Elle a été construite par le fonctionnement de plusieurs arcs volcaniques qui se sont déplacés et relayés au cours du temps. Elle est la seule île de la région à exposer à sa surface de manière éclatée une histoire vieille de plus de 25 Ma sur un soubassement volcanique vieux de 120 Ma.
Au cours de cette longue histoire de l'est Caraïbe, les îles volcaniques formées au niveau des arcs n’ont eu de cesse de jouer au yoyo, avec des phases d’émersion suivies de phases d’immersion effaçant toute trace de biodiversité terrestre passée.
Ces soulèvements ont été si importants que ces îles ont parfois formé de véritables ponts reliés au continent sud américain amenant ainsi des vagues d’essaimage de la biodiversité sud-américaine.
Tout au long de cette histoire, certaines de ces îles ont toujours gardé la tête hors d’eau. L’isolement géographique ainsi réalisé a été le principal moteur d’une spéciation conduisant à un endémisme exceptionnel. Ces îles se répartissent en deux groupes, les Grandes Antilles au nord et les petites îles de l’Arche de Noé au sud.
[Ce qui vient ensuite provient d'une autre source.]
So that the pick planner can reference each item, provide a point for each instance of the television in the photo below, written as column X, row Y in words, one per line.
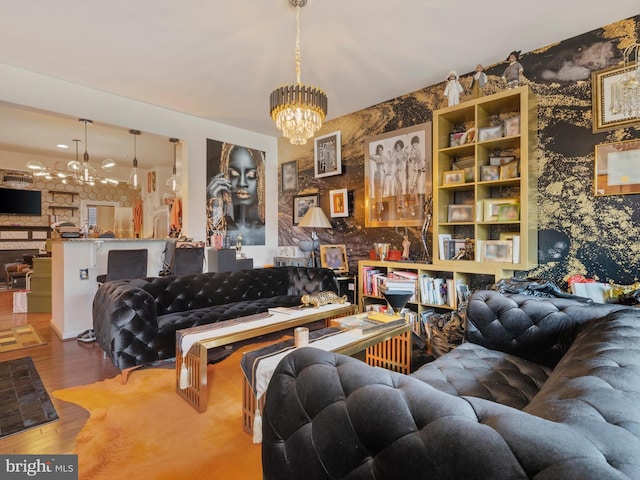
column 20, row 202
L’étude de la biodiversité actuelle laisse donc à penser que le territoire correspondant à ces îles de l’Arche de Noé anciennement connectées à l’Amérique du sud, se limite à l’Archipel Miocène de la Martinique et à Sainte-Lucie. Contrairement à ce qui s’est passé pour les Grandes Antilles définitivement isolées depuis la fin de l’Oligocène (33 Ma), cet archipel a de nouveau été réalimenté par des vagues successives de biodiversité venant directement d’Amérique du sud.
Compte tenu de la faible représentation de cette biodiversité dans les
autres îles du sud, on peut penser que leur territoire n'ont pas été connectés
au LAARLANDIA. La différence entre la Martinique et Sainte-Lucie trouverait alors son explication dans le fonctionnement de l'Arc intermédiaire. A Sainte-Lucie, la superposition des formations volcaniques aurait exercé un effet destructeur sur la biodiversité initiale et limité la spéciation par isolement géographique (absence d'archipel).
Au niveau de l'Archipel Miocène de Martinique, cette biodiversité exceptionnelle s’est trouvée concentrée sur un très petit territoire constitué de petites îles très proches les unes des autres. Isolement géographique, dispersion et spéciation ont renforcé le caractère explosif de cette biodiversité primaire et aboutissent ainsi sur des ratios biodiversité/surface tout à fait exceptionnels.
La Presqu’île du Sud-ouest, figure emblématique de cet Archipel Miocène, véritable concentré de cette biodiversité primaire a su garder encore aujourd'hui - pour combien de temps encore - des témoins vivants de cette histoire exceptionnelle.
A ce titre, elle doit absolument être protégée et valorisée.